Representation Learning for Point Cloud Understanding
Siming Yan
TL;DR
This work surveys and advances representation learning for 3D point clouds by integrating supervised primitive segmentation, self-supervised learning, and 2D-to-3D transfer. It introduces HPNet, a hybrid-representation network for primitive segmentation that fuses semantic and spectral cues with adaptive weighting and mean-shift clustering. It then proposes an asymmetric Implicit AutoEncoder (IAE) to address sampling variations in self-supervised learning, and a masked-3D feature prediction approach (MaskFeat3D) that emphasizes recovering high-order point features rather than point positions. Finally, it demonstrates a transfer-learning framework (MVNet) that leverages pre-trained 2D models via multi-view projection and cross-view consistency to boost 3D understanding.
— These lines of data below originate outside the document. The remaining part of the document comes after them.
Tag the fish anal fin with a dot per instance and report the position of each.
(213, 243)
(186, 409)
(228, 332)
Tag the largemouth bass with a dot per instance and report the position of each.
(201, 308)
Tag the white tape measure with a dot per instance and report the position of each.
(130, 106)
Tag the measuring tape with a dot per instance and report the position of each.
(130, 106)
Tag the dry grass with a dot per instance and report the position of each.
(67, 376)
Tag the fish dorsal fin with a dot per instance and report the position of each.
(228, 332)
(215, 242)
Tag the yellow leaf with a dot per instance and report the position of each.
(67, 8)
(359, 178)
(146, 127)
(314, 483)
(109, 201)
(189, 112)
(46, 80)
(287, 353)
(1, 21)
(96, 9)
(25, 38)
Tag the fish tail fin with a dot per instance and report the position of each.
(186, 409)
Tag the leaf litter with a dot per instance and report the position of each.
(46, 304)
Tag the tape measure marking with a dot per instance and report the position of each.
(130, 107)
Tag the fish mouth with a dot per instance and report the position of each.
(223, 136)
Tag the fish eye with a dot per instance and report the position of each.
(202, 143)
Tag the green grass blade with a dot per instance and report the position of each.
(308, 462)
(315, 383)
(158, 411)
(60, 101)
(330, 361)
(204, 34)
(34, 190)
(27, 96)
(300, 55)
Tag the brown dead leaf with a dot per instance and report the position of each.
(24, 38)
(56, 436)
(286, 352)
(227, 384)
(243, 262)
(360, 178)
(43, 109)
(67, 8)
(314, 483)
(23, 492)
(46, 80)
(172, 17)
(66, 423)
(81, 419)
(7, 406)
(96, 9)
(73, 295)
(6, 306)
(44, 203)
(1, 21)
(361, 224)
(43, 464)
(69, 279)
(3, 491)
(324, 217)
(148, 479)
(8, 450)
Across extensive experiments on benchmarks like ModelNet40, ScanObjectNN, ShapeNetPart, ScanNet, and SUN RGB-D, the methods show robust gains in classification, detection, and segmentation, highlighting practical benefits for 3D scene understanding and autonomous systems.
Abstract
With the rapid advancement of technology, 3D data acquisition and utilization have become increasingly prevalent across various fields, including computer vision, robotics, and geospatial analysis. 3D data, captured through methods such as 3D scanners, LiDARs, and RGB-D cameras, provides rich geometric, shape, and scale information. When combined with 2D images, 3D data offers machines a comprehensive understanding of their environment, benefiting applications like autonomous driving, robotics, remote sensing, and medical treatment. This dissertation focuses on three main areas: supervised representation learning for point cloud primitive segmentation, self-supervised learning methods, and transfer learning from 2D to 3D. Our approach, which integrates pre-trained 2D models to support 3D network training, significantly improves 3D understanding without merely transforming 2D data. Extensive experiments validate the effectiveness of our methods, showcasing their potential to advance point cloud representation learning by effectively integrating 2D knowledge.